The three thresholds proposed by Dragon are:

correlation coefficient larger than 0.80 (direct linear dependence);
correlation coefficient (absolute value) smaller than 0.10 (no linear dependence);
correlation coefficient smaller than –0.80 (inverse linear dependence).


At the top right of the window, the shortcut for save allows exporting a reduced data matrix, which only includes those molecular descriptors that have absolute correlation coefficient greater than a specified value (i.e., the molecular descriptors collected in the first and the third lists). Note that this tool is mainly useful when working with molecular properties to be modeled, since it allows preliminary screening of descriptors for QSAR modelling, by selection of those molecular descriptors that give the best univariate correlations with the property of interest.




Pair correlation and correlation profile

The section 'Pair correlation' is dedicated to the graphical analysis of data distribution in the space defined by two selected variables and allows the user to calculate the Pearson correlation coefficient between two selected molecular descriptors or between one descriptor and one user-defined property. Variables can be selected among the calculated molecular descriptors or the loaded external variables, if any. This tool may be useful for preliminary analysis of variables, to discover interesting variable relationships and find out outliers among molecules.


A 2D scatterplot is generated by default. To generate the 2D scatterplot, two variables need to be selected through the four drop-down lists that facilitate the search for the variables of interest by previous selection of the blocks they belong to. Once the pair of variables has been selected, their Pearson correlation coefficient is shown together with the total number of molecules with missing values.


There are some chart options that can be accessed by the pop-up menu displayed by the mouse right click on the plot. Double clicking on data points, the structure view window will be opened. The molecule names can be also displayed by placing the mouse on the points in the scatterplot.

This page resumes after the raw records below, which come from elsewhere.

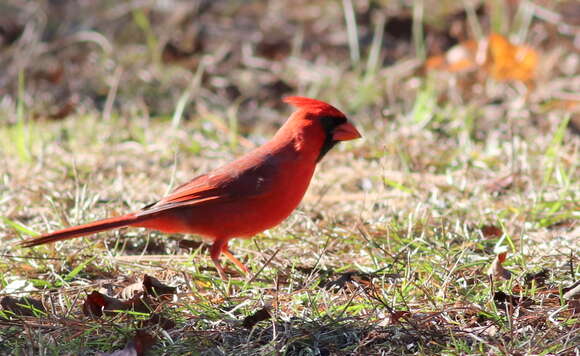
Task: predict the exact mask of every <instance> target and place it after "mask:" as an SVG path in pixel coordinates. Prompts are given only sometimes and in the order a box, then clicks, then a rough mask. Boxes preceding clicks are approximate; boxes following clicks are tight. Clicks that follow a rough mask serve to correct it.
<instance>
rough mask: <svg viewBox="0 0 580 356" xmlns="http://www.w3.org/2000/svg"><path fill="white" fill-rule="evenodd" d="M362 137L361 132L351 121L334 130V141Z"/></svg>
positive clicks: (353, 139)
mask: <svg viewBox="0 0 580 356" xmlns="http://www.w3.org/2000/svg"><path fill="white" fill-rule="evenodd" d="M361 137H362V135H361V134H360V132H358V130H357V129H356V128H355V127H354V126H353V125H352V124H351V123H349V122H345V123H344V124H341V125H339V126H337V127H336V128H335V129H334V131H333V132H332V139H333V140H334V141H349V140H354V139H357V138H361Z"/></svg>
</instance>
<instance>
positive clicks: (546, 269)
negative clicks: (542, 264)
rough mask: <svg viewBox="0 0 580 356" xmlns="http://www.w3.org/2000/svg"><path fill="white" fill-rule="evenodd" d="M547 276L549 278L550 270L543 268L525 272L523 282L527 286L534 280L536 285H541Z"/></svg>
mask: <svg viewBox="0 0 580 356" xmlns="http://www.w3.org/2000/svg"><path fill="white" fill-rule="evenodd" d="M548 278H550V270H549V269H546V268H544V269H542V270H541V271H539V272H535V273H526V275H525V276H524V283H525V284H526V285H527V286H531V285H532V282H535V283H536V286H538V287H541V286H544V285H545V284H546V280H547V279H548Z"/></svg>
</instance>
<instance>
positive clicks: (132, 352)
mask: <svg viewBox="0 0 580 356" xmlns="http://www.w3.org/2000/svg"><path fill="white" fill-rule="evenodd" d="M153 344H155V337H154V336H152V335H150V334H148V333H147V332H145V331H143V330H137V332H136V333H135V336H133V338H132V339H131V340H130V341H129V342H128V343H127V346H125V348H124V349H122V350H118V351H114V352H112V353H108V354H105V353H99V354H97V355H99V356H143V355H145V353H146V352H147V351H149V349H150V348H151V346H153Z"/></svg>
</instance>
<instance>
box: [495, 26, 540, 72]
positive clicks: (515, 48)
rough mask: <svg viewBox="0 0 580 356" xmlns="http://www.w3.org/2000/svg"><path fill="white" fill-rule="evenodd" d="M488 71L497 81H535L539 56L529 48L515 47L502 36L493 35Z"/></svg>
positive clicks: (515, 46) (532, 50) (500, 35)
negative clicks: (535, 76)
mask: <svg viewBox="0 0 580 356" xmlns="http://www.w3.org/2000/svg"><path fill="white" fill-rule="evenodd" d="M488 41H489V56H488V62H487V70H488V71H489V73H490V75H491V76H492V77H493V78H494V79H495V80H500V81H502V80H519V81H522V82H529V81H531V80H533V79H534V77H535V72H536V68H537V67H538V63H539V55H538V52H536V51H535V50H534V49H532V48H530V47H527V46H518V45H514V44H512V43H511V42H509V40H508V39H507V38H505V37H503V36H502V35H499V34H497V33H492V34H491V35H490V36H489V38H488Z"/></svg>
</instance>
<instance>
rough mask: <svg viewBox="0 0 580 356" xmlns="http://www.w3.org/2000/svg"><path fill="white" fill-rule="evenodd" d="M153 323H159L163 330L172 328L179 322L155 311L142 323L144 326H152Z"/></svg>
mask: <svg viewBox="0 0 580 356" xmlns="http://www.w3.org/2000/svg"><path fill="white" fill-rule="evenodd" d="M152 325H157V326H159V327H160V328H161V329H163V330H171V329H173V328H174V327H175V326H176V325H177V324H176V323H175V321H173V320H171V319H169V318H166V317H164V316H163V315H161V314H157V313H154V314H151V317H150V318H149V319H147V320H145V321H144V322H143V323H142V326H152Z"/></svg>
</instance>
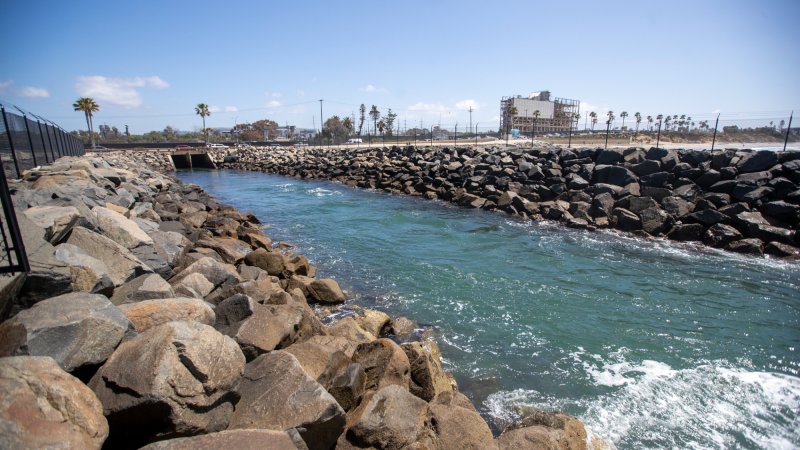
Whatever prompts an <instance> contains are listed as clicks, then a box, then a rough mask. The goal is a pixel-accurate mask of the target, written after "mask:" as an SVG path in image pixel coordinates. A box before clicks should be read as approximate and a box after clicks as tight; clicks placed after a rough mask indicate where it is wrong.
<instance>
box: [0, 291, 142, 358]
mask: <svg viewBox="0 0 800 450" xmlns="http://www.w3.org/2000/svg"><path fill="white" fill-rule="evenodd" d="M132 329H133V325H131V323H130V322H129V321H128V319H127V318H126V317H125V315H124V314H123V313H122V311H120V310H119V308H117V307H116V306H114V305H113V304H112V303H111V302H110V301H109V300H108V299H107V298H106V297H105V296H103V295H99V294H88V293H72V294H64V295H60V296H58V297H53V298H50V299H47V300H43V301H41V302H39V303H37V304H35V305H33V306H32V307H31V308H30V309H26V310H23V311H20V313H19V314H17V315H16V316H14V317H13V318H11V319H9V320H7V321H5V322H3V323H2V324H0V356H12V355H32V356H50V357H52V358H53V359H54V360H55V361H56V362H57V363H58V364H59V365H60V366H61V367H62V368H64V370H66V371H70V372H71V371H74V370H77V369H80V368H82V367H85V366H95V365H97V364H100V363H102V362H104V361H105V360H106V359H108V357H109V356H110V355H111V354H112V353H113V352H114V349H115V348H116V347H117V345H119V343H120V341H121V340H122V338H123V337H124V336H125V334H126V333H128V332H129V331H132Z"/></svg>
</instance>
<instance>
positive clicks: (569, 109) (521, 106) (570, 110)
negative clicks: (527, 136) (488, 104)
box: [500, 91, 580, 136]
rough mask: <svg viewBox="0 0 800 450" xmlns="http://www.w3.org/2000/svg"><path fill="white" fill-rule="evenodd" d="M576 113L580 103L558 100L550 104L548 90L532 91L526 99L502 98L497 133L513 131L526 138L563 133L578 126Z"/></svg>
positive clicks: (509, 96)
mask: <svg viewBox="0 0 800 450" xmlns="http://www.w3.org/2000/svg"><path fill="white" fill-rule="evenodd" d="M579 113H580V101H578V100H572V99H568V98H559V97H555V99H553V100H552V101H551V100H550V92H548V91H542V92H535V93H533V94H531V95H530V96H528V97H523V96H521V95H517V96H508V97H503V98H502V99H501V100H500V120H501V122H500V130H501V132H505V133H507V132H510V130H512V129H516V130H519V132H520V133H521V134H523V135H526V136H535V135H538V134H546V133H566V132H568V131H569V130H570V128H573V127H575V126H577V123H578V119H577V116H578V114H579ZM573 129H574V128H573Z"/></svg>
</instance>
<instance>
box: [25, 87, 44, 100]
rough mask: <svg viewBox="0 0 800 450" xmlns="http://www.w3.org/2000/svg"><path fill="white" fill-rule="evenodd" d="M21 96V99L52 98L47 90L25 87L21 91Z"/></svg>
mask: <svg viewBox="0 0 800 450" xmlns="http://www.w3.org/2000/svg"><path fill="white" fill-rule="evenodd" d="M19 95H20V96H21V97H32V98H47V97H50V92H48V91H47V89H45V88H37V87H33V86H24V87H22V88H20V89H19Z"/></svg>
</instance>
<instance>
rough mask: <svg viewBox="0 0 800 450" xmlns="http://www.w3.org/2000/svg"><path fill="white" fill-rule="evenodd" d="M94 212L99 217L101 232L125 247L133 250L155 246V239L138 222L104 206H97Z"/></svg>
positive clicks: (94, 209) (97, 222)
mask: <svg viewBox="0 0 800 450" xmlns="http://www.w3.org/2000/svg"><path fill="white" fill-rule="evenodd" d="M92 212H93V213H94V214H95V216H96V217H97V223H98V225H99V226H100V231H101V232H102V233H103V234H104V235H106V236H107V237H109V238H110V239H111V240H113V241H114V242H116V243H118V244H120V245H122V246H123V247H125V248H129V249H131V248H136V247H138V246H140V245H152V244H153V239H152V238H151V237H150V236H148V235H147V233H145V232H144V231H142V229H141V228H139V225H136V222H134V221H132V220H130V219H128V218H127V217H125V216H123V215H122V214H120V213H118V212H116V211H112V210H110V209H108V208H103V207H102V206H95V207H94V208H92Z"/></svg>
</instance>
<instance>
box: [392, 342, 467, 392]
mask: <svg viewBox="0 0 800 450" xmlns="http://www.w3.org/2000/svg"><path fill="white" fill-rule="evenodd" d="M401 347H402V349H403V351H404V352H405V354H406V356H407V357H408V361H409V364H410V366H411V382H410V386H409V391H411V393H412V394H414V395H416V396H417V397H419V398H421V399H423V400H425V401H428V402H429V401H431V400H433V398H434V397H436V396H437V395H439V394H440V393H442V392H447V391H452V390H453V384H454V382H453V380H452V379H451V378H450V376H448V374H447V373H446V372H445V371H444V369H442V361H441V354H440V352H439V347H438V346H437V345H436V342H434V341H432V340H430V339H427V340H425V341H423V342H409V343H406V344H403V345H402V346H401Z"/></svg>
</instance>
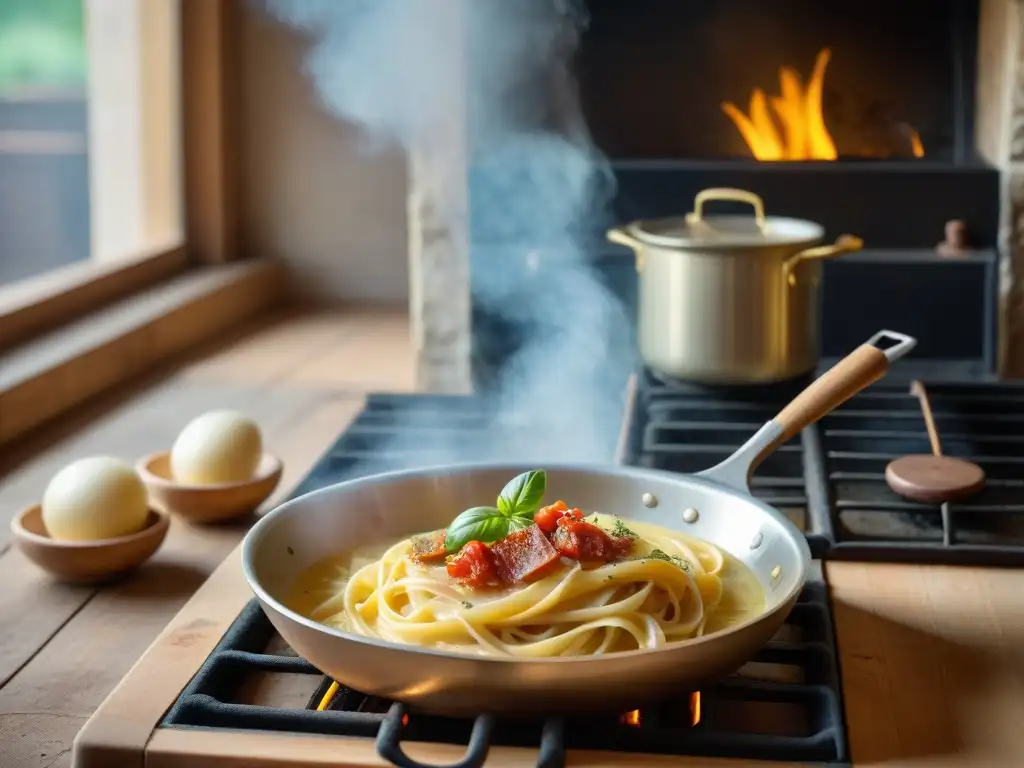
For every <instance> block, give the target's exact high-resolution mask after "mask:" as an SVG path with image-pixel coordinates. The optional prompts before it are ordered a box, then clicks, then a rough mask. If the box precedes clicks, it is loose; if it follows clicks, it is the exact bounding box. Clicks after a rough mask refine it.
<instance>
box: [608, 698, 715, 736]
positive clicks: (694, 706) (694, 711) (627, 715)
mask: <svg viewBox="0 0 1024 768" xmlns="http://www.w3.org/2000/svg"><path fill="white" fill-rule="evenodd" d="M620 722H621V723H622V724H623V725H629V726H632V727H634V728H639V727H640V725H641V723H642V722H643V715H642V714H641V712H640V710H632V711H631V712H627V713H626V714H625V715H623V716H622V717H621V718H620ZM699 722H700V691H696V692H695V693H691V694H690V725H696V724H697V723H699Z"/></svg>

If the user has checked the checkbox 'View correlation profile' in the pop-up menu that can be displayed by right mouse clicking, a bar chart is provided showing the correlation coefficients between a selected descriptor and all the others. In the bar chart, every bar ends at the value of the correlation coefficient between the selected variable with another one. To generate the correlation profile, just one variable has to be selected by means of the first two drop-down lists (one for block selection and one for single variable).


Additional options for 'Correlation profile' plot:

show/hide correlation lines that represent the correlation thresholds set in the 'Correlation list' tab;
sort the correlation values in the bar plot in three different ways (original order, ascending, descending);


When the correlation profile has been displayed, the options available for bar marks are: none (default), Variable ID (of the variable the correlation coefficient is referring to), and Correlation value (that means the correlation coefficient value). When displaying the scatterplot, the options for point labels are: none (default), Molecule ID (i.e., the numerical molecule identifier), and Molecule name.